SAM-dependent methyltransferases play critical roles in diverse biological reactions including the methylation of DNA. Methylation of cytosine (C-5 and N-4) and adenine (N-6) has regulatory effects on chromosomal structure, DNA mismatch repair and transcription. Methylation plays a key role in regulation of gene expression and the bacterial cell cycle (Cheng & Roberts, 2001, Jeltsch, 2002, Collier, 2009), and is also required for some nuclease recognition, such as the Type I restriction endonuclease EcoK1 (Loenen, 2006). Methylation of DNA at cytosine and adenine is also a common protective mechanism against damage by other restriction endonucleases (Scavetta et al., 2000). In Caulobacter crescentus, cell cycle-regulated DNA methyltransferase (CcrM) is essential for bacterial viability, is transiently expressed at pre-division state, methylates adenine and releases SAH as a byproduct. The newly synthesized hemimethylated DNA is the preferred target of CcrM (Berdis et al., 1998). Post-transcriptional modification of ribosomal RNA (rRNA), especially adenosine residue methylation facilitates bacterial resistance and survival in the presence of ribosome-targeting antibiotics (Vester & Long, 2009, Ero et al., 2008, Yan et al., 2010, Zelinskaya et al., 2010). The X-ray crystal structure of the thiostrepton resistance RNA methyltransferase (Tsr) and in vitro analysis of the enzyme-target interactions show that two structural domains in the 23S rRNA contain methylation of specific nucleotides (Dunstan et al., 2009). Methyltransferases are also involved in the transfer of methyl groups to the 16S rRNA (Gregory et al., 2009) and methylation of tRNA of Gram-negative bacteria (Kealey et al., 1994, Bujnicki et al., 2004, Urbonavicius et al., 2005, Zelinskaya et al., 2010, Ta & Kim, 2010).

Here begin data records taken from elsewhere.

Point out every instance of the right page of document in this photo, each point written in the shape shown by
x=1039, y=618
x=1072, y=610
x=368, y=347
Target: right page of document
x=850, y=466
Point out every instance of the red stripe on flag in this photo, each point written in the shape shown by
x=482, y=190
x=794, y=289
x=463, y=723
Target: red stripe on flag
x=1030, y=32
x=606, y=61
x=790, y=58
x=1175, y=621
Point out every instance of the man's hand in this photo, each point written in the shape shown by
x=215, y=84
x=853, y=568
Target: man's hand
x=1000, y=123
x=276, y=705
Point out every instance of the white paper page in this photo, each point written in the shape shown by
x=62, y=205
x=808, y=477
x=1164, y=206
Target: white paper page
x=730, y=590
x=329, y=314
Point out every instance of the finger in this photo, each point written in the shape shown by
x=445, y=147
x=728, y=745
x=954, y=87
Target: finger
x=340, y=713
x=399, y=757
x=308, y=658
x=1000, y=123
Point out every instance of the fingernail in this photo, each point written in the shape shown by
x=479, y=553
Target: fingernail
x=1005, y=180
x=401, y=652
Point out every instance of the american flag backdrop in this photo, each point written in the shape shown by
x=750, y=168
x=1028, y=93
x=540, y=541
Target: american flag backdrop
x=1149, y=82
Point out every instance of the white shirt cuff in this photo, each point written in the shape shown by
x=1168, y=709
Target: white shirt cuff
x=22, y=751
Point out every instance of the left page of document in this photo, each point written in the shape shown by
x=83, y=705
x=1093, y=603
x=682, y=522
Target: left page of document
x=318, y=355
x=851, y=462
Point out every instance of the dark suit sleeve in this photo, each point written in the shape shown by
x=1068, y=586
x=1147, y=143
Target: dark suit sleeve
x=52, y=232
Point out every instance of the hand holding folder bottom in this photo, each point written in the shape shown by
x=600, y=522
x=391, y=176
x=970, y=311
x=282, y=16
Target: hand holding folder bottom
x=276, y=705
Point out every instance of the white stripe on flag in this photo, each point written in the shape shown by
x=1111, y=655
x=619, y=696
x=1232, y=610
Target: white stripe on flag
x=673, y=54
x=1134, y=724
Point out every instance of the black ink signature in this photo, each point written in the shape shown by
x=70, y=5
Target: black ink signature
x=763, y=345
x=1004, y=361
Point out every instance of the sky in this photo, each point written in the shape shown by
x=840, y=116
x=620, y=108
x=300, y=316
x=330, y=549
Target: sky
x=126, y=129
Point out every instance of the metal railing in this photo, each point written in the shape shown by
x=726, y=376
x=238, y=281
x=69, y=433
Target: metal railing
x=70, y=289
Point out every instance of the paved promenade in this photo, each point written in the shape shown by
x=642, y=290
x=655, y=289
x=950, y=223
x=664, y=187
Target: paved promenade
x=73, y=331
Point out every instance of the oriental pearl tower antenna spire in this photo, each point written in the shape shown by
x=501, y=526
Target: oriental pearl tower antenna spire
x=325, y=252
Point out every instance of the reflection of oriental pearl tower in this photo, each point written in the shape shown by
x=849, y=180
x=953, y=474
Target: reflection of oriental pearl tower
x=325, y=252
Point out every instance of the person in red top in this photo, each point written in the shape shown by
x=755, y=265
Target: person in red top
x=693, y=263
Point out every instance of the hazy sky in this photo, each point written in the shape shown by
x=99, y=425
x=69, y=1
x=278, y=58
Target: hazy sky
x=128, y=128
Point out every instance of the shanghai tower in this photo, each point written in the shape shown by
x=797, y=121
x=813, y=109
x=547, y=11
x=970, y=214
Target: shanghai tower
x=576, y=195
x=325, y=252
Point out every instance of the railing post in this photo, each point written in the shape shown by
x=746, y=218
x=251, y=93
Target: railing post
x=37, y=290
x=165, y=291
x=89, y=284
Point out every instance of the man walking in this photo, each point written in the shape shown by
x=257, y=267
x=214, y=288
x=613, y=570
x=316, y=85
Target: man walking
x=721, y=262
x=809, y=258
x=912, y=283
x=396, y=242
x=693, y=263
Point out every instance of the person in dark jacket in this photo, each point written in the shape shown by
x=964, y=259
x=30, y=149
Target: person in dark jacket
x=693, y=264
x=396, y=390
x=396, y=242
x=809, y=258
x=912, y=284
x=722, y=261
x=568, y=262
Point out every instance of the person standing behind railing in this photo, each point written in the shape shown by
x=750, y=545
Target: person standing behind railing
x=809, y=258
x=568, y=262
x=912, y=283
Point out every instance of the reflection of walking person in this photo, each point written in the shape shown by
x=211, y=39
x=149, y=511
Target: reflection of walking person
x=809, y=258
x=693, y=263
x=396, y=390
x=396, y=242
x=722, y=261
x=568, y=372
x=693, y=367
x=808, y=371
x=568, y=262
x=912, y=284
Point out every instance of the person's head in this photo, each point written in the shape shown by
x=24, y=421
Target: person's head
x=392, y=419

Methylation of other substrates

SAM is also the major methyl donor for methylation of various proteins, carbohydrates, lipids and other molecules and yields SAH as the byproduct (Fig. 1). For example, the methyltransferase CheR-mediated methylation of the cytoplasmic domain of the methyl-accepting chemotaxis protein (MCP) triggers an adaptive response in E. coli to external stimuli (Antommattei et al., 2004). Recently, proteome analysis of the spirochete pathogen Leptospira interrogans demonstrated the presence of 155 proteins with arginine methylation (Cao et al., 2010). Methylation of mycobacterial heparin-binding hemagglutinin and laminin-binding adhesin results in their resistance to proteolysis (Pethe et al., 2002). The SAM-dependent methyltransferase Hma of Mycobacterium tuberculosis is essential for biosynthesis of both keto- and methoxymycolate components of the cell envelope (Boissier et al., 2006). In Geobacillus stearothermophilus, SAM-dependent methylation of terminal L-rhamnose sugars is required for its incorporation into the S-layer glycan chain (Steiner et al., 2008). Microbes under abiotic stress produce the methylation product betaine (N, N, N-trimethylglycine) as an osmoprotectant (Waditee et al., 2003). The opportunistic pathogen Pseudomonas aeruginosa uses a SAM-dependent methyltransferase PhzM in pyocyanin pigment production (Parsons et al., 2007). These reactions show SAH production by a variety of methylation reactions.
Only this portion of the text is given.